Re: iSCSI bandwidth and NetApp

exponent · ‎11-01-2007

We are preparing to replace our EMC infrastructure, which is fully fiberchannel, with NetApp and iSCSI, since NetApp currently does not fully support* FC for VMware (a bug they are working on with a supposed resolution in the spring). Our obvious concern at the beginning of this project was ensuring that sufficient iSCSI bandwidth is going to be available between our ESX servers and the NetApp filers. Here's the proposed layout; questions follow:

NetApp Filers (2) with 8xGigE copper ports each (total of 16)

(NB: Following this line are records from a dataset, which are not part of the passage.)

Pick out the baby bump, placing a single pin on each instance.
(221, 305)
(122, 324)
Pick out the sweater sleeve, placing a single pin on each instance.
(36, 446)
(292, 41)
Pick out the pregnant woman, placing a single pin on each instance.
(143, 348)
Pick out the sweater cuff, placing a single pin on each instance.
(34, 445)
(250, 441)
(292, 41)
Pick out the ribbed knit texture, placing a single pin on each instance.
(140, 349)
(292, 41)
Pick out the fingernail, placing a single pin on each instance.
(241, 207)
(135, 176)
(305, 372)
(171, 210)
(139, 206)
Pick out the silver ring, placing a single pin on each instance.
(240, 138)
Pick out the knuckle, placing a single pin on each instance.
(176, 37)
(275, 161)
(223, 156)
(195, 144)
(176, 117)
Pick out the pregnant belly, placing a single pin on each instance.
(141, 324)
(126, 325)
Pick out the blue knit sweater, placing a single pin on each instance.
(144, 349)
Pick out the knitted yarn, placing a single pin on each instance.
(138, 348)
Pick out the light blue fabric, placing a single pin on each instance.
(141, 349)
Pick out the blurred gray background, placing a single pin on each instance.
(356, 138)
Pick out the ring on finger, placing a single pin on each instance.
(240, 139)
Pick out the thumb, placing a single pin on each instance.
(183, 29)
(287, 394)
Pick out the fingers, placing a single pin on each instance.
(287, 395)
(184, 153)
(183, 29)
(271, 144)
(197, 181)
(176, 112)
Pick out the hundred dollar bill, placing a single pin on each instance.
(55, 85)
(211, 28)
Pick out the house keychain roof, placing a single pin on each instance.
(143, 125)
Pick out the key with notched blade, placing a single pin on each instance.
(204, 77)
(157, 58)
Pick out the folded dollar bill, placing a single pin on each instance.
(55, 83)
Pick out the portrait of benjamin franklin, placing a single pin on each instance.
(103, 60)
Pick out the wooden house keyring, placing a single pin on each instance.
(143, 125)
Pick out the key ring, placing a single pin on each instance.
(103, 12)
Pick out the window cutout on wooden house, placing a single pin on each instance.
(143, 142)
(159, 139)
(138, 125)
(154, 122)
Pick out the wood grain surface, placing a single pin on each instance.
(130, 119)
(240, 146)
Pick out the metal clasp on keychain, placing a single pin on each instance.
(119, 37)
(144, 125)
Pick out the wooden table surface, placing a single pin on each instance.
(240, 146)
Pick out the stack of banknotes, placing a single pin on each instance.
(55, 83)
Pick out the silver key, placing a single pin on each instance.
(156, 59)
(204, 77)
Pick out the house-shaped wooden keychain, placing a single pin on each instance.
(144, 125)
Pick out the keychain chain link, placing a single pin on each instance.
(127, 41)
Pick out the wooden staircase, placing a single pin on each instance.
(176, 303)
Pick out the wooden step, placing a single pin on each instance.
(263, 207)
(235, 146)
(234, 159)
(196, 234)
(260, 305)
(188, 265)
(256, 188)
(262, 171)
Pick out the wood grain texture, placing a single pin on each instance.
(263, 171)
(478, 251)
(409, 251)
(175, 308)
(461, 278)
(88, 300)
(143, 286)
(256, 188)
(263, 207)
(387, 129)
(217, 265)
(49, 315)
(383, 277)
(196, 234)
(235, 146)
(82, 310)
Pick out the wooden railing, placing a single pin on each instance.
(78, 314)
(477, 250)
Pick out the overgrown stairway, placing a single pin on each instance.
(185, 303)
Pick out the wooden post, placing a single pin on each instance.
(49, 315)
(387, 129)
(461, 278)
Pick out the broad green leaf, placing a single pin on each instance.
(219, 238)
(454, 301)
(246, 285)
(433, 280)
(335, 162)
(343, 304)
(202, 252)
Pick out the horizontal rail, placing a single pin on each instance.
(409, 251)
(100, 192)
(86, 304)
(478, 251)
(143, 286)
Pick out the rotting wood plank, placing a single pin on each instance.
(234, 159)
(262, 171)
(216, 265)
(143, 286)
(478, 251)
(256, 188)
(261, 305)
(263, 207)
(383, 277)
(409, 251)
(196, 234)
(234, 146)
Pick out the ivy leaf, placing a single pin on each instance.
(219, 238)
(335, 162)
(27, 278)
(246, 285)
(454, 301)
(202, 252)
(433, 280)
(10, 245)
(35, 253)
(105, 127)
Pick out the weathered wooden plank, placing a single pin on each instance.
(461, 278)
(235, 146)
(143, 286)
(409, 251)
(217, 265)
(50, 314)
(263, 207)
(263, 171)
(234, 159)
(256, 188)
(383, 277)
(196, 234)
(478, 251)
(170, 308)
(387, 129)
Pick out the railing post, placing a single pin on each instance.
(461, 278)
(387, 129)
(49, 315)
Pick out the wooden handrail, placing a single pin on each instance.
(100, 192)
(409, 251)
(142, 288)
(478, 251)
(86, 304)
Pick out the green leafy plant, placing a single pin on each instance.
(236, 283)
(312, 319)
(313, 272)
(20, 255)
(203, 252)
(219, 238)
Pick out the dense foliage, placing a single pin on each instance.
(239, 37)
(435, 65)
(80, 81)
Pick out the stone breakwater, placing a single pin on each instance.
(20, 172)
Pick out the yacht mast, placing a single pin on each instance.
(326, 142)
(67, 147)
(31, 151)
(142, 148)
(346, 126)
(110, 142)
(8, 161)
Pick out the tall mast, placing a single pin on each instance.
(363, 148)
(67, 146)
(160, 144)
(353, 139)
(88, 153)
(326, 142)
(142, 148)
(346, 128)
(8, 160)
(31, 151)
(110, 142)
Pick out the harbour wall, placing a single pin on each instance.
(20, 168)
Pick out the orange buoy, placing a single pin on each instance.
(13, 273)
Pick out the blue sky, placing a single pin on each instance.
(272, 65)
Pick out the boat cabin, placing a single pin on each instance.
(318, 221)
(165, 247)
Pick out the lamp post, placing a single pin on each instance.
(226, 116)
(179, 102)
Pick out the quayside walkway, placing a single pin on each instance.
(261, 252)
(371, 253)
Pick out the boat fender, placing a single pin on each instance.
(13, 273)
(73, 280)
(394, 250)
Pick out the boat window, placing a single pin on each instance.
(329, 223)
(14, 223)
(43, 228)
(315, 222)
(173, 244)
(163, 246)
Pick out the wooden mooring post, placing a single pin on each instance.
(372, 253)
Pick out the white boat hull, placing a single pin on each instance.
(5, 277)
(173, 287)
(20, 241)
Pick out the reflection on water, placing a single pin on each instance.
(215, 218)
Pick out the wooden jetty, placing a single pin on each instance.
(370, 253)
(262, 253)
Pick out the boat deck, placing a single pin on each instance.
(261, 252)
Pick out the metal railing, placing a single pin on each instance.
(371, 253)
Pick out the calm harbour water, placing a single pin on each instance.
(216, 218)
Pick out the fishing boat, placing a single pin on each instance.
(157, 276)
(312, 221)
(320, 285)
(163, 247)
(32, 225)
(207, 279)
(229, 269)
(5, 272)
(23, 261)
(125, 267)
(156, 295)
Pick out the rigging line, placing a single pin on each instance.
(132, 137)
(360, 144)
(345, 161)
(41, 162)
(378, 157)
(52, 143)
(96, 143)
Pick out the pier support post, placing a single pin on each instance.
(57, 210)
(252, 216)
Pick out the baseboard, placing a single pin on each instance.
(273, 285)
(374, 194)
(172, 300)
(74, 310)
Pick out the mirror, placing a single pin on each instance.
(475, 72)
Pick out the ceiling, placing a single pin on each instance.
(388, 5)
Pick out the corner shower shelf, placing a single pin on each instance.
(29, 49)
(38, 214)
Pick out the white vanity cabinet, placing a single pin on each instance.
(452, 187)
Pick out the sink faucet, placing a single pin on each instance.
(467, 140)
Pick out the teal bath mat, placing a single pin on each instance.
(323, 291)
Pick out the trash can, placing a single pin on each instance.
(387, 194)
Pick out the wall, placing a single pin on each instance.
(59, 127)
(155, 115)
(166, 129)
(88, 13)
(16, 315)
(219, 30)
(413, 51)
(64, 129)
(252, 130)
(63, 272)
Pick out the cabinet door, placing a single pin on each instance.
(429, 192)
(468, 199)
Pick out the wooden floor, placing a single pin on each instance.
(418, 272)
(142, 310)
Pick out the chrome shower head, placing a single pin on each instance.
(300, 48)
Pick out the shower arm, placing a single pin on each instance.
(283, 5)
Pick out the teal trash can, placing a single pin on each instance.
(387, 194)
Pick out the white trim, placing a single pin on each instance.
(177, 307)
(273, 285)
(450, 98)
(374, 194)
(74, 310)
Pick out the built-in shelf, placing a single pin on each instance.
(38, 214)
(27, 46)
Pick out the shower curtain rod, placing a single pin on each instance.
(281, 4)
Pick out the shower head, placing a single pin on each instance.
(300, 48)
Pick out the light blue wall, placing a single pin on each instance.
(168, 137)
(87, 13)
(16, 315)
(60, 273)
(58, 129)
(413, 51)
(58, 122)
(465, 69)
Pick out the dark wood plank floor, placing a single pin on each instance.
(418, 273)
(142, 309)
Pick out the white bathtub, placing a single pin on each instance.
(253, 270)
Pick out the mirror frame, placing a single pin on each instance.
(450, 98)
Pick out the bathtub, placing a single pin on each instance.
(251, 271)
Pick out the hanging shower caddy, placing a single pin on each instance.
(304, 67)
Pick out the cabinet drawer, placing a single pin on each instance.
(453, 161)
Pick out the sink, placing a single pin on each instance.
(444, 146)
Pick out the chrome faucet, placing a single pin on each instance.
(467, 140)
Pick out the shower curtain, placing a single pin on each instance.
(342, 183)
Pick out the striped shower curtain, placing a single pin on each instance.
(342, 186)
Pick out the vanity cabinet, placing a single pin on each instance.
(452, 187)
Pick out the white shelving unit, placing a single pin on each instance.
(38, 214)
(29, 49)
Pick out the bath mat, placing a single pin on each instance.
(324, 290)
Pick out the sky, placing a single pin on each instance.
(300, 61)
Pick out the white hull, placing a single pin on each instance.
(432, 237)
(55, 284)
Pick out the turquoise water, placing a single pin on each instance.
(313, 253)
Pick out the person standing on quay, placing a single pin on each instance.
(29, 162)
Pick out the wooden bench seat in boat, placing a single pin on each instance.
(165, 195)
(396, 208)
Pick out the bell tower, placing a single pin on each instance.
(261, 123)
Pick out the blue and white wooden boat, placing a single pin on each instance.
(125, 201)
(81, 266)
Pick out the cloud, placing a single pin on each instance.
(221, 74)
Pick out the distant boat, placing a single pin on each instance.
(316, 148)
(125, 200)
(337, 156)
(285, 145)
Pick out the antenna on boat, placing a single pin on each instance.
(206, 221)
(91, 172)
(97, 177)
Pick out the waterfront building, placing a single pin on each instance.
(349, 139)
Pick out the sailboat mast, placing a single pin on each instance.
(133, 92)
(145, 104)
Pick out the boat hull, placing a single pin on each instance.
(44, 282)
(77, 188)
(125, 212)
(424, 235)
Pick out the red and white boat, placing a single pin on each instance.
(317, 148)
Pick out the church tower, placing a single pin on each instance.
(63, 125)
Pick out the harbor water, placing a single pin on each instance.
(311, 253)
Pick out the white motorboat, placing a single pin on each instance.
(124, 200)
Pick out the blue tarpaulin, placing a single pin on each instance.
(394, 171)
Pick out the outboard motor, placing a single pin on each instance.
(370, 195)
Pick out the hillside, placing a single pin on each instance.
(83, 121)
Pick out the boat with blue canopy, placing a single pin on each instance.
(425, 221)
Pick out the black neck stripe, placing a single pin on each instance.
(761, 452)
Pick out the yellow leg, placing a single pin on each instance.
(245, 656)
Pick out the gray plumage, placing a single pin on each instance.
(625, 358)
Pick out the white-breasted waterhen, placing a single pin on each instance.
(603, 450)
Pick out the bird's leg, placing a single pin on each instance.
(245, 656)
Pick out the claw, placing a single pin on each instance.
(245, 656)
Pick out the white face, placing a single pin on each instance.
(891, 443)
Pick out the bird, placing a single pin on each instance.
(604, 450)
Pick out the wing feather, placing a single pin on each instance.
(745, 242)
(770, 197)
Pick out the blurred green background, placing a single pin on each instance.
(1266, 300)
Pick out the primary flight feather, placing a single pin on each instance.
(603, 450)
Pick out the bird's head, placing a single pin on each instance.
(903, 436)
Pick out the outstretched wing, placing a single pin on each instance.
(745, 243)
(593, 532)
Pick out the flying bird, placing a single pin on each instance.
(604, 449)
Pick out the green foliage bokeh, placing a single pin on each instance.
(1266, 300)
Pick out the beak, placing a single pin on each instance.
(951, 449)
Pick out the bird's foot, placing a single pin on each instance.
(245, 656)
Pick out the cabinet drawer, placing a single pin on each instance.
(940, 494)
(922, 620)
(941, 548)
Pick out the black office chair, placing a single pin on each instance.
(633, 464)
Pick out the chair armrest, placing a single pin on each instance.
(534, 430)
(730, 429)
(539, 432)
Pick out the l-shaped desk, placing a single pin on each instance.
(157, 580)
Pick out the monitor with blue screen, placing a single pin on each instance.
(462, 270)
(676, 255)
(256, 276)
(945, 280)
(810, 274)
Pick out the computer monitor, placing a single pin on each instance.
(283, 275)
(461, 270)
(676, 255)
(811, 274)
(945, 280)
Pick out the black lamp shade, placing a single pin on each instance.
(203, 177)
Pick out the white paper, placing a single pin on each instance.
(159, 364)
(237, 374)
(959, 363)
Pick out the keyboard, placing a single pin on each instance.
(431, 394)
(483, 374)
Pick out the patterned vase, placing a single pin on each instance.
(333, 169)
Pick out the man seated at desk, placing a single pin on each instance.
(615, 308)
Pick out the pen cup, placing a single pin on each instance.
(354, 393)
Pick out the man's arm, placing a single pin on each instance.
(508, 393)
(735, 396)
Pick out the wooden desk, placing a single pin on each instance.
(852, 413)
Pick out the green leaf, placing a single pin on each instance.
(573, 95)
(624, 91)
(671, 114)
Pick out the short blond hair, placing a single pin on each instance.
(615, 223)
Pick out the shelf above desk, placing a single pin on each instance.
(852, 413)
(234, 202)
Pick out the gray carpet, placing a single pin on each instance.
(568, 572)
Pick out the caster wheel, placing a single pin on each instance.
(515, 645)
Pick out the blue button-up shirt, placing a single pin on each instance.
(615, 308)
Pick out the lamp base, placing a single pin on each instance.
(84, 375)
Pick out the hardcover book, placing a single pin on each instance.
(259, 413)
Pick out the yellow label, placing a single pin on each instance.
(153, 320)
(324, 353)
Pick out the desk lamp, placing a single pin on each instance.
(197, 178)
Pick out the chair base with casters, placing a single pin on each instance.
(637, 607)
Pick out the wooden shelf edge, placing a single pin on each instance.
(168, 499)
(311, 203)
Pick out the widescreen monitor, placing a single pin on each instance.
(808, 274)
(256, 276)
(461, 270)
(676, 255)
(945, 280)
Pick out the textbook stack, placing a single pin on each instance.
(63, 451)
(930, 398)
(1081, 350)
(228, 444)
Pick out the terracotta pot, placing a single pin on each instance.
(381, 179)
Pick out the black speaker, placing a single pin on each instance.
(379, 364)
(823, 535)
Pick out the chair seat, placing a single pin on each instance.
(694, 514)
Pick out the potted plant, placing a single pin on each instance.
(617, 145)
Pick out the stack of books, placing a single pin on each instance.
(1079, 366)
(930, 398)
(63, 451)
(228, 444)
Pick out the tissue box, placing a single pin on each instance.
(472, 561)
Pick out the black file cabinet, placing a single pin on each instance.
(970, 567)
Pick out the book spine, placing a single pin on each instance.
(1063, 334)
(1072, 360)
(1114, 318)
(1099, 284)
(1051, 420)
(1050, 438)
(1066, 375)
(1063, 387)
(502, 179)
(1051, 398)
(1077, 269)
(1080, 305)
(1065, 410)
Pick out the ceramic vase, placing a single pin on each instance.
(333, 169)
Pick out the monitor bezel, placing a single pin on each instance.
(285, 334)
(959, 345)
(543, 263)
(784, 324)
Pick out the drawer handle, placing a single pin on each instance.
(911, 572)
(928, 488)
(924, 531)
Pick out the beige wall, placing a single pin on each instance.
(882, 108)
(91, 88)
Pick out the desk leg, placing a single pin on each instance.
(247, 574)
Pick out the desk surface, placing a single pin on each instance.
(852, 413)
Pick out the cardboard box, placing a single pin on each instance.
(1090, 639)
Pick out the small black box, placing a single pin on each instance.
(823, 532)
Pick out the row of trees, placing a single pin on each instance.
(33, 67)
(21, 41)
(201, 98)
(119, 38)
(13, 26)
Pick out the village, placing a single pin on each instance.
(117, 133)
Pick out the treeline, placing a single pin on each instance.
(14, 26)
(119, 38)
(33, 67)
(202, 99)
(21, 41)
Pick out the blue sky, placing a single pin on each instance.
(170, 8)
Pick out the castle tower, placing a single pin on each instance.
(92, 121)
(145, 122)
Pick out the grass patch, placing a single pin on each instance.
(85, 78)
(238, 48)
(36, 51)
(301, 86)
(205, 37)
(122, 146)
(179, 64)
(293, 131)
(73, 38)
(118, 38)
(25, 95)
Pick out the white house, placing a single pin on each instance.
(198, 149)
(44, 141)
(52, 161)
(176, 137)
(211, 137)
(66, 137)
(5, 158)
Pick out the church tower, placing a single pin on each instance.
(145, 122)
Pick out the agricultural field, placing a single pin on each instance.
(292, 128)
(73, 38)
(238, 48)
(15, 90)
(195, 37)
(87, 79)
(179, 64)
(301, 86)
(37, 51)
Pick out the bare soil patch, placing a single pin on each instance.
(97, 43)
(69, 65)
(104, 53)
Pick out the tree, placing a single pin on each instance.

These copper ports run directly back to our core, Cisco Catalyst 4506 switches (2)
Four ports from each filer are connected to each 4506 switch (example: FilerA ports 1-4, and FilerB ports 1-4 are connected to 4506switch-1; and FilerA ports 5-8 and FilerB ports 5-8 are connected to 4506switch-2)
Currently no Etherchannels/trunks are in place on those Filer/switch ports

VMware ESX servers (4) with 10xGigE (ten 1Gbps) copper ports (2 Intel Quad-Port PCI-X, 2 built-in Broadcom)

Port allocation: 2xSC (for switch redundancy), 1xVMotion, 3xVMs, 4x[iSCSI]

vSwitch0: Service Console Port (Service Console: vmnic0, vmnic1)
vSwitch1: VMkernel Port (VMotion: vmnic2)
vSwitch2: Virtual Machine Port Group (Virtual Machines: vmnic3, vmnic4, vmnic5)
vSwitch3: VMkernel Port (iSCSI), Service Console Port (Service Console iSCSI) -- (vmnic6, vmnic7, vmnic8, vmnic9)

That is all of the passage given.